織田信長の重臣として越前を治め、「鬼柴田」の異名を持つ戦国武将、柴田勝家の実像を紹介する特別展(福井新聞社後援)が7月29日、福井市の県立歴史博物館で始まった。勝家の武勇や統治手腕を示す資料約100点を展示。信長の死後、天下人になれなかった理由にも迫っている。9月3日まで。
勝家は信長に筆頭重臣として仕え、1575年、越前北庄を与えられた。戦上手の猛将として知られ、長篠の戦いや一向一揆平定などで数々の武功をあげた。本能寺の変で織田信長が討たれた後、織田家の跡目争いに絡んで豊臣秀吉と対立。天正11(1583)年の賤ケ岳の戦いで敗れ、妻のお市の方とともに北庄城で自害した。

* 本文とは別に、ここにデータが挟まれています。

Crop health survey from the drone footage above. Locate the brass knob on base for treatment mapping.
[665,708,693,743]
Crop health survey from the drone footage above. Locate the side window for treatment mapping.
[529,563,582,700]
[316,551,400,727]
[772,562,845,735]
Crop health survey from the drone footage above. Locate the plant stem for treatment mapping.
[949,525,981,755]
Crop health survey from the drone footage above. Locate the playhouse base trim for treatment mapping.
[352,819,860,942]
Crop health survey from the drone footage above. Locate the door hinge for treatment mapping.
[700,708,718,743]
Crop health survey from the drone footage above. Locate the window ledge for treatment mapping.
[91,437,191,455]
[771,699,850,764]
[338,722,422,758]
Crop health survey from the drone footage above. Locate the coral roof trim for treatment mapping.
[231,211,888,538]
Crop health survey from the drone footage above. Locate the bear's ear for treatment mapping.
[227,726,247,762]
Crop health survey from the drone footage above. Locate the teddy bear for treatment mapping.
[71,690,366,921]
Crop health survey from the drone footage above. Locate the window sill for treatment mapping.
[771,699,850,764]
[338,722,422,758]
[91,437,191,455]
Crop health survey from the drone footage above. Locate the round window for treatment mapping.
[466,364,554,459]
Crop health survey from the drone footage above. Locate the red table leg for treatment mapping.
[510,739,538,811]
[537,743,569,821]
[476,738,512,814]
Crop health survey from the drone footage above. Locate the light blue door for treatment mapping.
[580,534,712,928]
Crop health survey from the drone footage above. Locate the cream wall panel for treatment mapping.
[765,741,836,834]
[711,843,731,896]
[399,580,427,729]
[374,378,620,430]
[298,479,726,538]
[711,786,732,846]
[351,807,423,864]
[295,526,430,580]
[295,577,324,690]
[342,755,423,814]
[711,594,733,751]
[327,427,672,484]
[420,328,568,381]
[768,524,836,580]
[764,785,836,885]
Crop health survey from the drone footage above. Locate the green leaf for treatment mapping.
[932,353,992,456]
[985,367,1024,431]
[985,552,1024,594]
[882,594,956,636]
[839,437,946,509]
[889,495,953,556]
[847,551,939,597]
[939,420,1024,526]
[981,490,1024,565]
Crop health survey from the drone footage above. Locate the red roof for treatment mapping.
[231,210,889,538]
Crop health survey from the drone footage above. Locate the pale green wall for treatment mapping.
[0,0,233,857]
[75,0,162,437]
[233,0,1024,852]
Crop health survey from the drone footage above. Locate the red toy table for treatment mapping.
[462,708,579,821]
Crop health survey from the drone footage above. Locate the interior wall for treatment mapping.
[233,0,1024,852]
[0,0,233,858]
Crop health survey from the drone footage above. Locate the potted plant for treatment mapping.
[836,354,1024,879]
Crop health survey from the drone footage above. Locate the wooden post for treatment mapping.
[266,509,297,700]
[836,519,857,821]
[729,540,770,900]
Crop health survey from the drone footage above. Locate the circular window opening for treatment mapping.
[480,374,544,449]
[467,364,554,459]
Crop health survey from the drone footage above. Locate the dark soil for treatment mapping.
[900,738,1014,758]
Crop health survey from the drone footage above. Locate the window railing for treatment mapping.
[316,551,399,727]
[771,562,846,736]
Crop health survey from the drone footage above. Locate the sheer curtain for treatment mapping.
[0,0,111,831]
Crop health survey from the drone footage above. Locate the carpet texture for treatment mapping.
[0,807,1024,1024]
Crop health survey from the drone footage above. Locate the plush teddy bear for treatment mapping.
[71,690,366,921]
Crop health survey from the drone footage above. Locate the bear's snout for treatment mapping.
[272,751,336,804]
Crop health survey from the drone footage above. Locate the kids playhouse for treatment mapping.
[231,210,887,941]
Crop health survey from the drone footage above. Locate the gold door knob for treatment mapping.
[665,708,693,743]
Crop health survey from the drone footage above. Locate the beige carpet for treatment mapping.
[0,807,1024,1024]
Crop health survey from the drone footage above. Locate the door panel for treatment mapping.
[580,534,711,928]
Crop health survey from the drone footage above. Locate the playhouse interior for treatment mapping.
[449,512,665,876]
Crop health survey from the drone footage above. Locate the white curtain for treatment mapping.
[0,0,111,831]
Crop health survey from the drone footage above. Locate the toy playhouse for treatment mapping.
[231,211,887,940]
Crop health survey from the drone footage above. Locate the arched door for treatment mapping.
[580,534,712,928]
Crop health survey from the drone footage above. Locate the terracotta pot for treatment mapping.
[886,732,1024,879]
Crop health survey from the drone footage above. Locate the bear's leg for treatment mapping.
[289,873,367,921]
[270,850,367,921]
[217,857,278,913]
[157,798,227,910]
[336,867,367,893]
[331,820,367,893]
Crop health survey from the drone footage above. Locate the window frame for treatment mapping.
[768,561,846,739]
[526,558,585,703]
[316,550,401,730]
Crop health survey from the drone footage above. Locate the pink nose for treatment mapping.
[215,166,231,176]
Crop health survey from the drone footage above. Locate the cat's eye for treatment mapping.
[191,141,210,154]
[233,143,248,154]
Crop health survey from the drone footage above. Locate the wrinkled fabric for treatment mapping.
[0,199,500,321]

会場には、勝家の菩提寺(ぼだいじ)・西光寺に伝わる太刀や馬印をはじめ、信長から拝領した青井戸茶碗(ちゃわん)などが並び、勝家の武勇や信長との信頼関係を伝えている。年貢を確定するため田畑の面積を測る「検地」を村単位の測量とするなど、当時最先端の手法で取り組んだことが分かる資料も展示。統治手腕にも光を当てている。
信長の死後、若狭の溝口家にあてた勝家の書状には「信長の考えを発展させ、家臣が相談して事を進めるべきだ」と書かれており、天下人への野心を持たず、織田家に忠義を貫き通した様子がうかがえる。